The last mile is the last part of delivering connectivity from a communications provider to a customer. Worldwide Interoperability for Microwave Access (WiMAX) technology enables communications operators to deliver the last mile.
Neotel Enterprise Group product manager Marcel Steyn noted that there was a lot of demand for subrates (less than 2 MB/s) in South Africa.
Wireless offered a suitable alternative to fibre in cases where lower bandwidth or subrates were required.

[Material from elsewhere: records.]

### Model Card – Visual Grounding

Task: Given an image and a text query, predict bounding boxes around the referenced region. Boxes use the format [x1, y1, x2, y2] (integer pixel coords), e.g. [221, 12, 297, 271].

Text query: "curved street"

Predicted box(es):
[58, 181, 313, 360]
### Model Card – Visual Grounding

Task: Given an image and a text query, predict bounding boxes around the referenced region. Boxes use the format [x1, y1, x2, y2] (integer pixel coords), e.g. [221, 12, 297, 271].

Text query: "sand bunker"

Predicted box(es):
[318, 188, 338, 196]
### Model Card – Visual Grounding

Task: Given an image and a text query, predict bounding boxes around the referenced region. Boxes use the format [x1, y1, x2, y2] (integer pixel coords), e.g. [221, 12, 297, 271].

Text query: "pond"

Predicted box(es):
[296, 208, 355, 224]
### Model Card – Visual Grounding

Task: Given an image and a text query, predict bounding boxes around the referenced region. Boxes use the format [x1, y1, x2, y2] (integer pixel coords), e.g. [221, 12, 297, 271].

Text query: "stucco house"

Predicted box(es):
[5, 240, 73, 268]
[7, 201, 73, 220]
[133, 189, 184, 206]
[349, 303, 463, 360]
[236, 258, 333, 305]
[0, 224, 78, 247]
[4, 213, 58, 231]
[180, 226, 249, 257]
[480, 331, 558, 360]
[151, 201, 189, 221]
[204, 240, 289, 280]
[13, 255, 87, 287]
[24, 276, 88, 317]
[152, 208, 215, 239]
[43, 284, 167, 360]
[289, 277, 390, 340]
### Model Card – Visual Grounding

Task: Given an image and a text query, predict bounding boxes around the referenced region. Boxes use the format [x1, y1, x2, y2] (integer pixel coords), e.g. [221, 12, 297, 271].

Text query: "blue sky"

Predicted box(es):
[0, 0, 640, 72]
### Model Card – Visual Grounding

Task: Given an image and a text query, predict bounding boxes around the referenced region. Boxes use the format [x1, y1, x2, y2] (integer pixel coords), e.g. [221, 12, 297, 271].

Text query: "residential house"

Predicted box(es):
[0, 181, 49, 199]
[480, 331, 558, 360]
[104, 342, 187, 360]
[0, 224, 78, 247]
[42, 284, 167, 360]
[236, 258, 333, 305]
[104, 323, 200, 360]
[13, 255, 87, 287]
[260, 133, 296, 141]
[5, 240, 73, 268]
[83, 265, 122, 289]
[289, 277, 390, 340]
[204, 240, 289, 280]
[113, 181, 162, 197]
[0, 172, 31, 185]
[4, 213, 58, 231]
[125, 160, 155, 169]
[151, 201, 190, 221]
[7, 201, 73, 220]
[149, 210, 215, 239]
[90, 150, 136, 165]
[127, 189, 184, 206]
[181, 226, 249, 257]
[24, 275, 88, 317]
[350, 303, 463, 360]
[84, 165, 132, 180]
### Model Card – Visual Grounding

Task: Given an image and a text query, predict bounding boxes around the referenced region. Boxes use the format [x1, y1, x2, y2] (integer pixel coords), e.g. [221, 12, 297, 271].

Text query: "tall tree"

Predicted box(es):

It could be installed quicker and no trenching of pavements or streets would be required.
Neotel would use two technologies to provide wireless last mile access, which it would backhaul on its optical fibre network, rather than on other wireless networks, as this could lead to reduced service levels.
This would initially only be available in the main metropolitan areas where it already had a fibre network rolled out, but would eventually be extended to secondary towns and cities across the country, as the operator continued the roll-out of its fibre network.
The WiMAX 802.16d solution, supplied by vendor Telsima, would be rolled out on a 3,5 GHz spectrum, while the VectaStar solution, supplied by Cambridge Broadband, would be rolled out on a 10,5 GHz spectrum.
The operator would sign service level agreements with the clients who chose its wireless products that would include installation, maintenance, and a performance guarantee, among other aspects.
Neotel would spend about R10-billion on network deployment over the next five to ten years.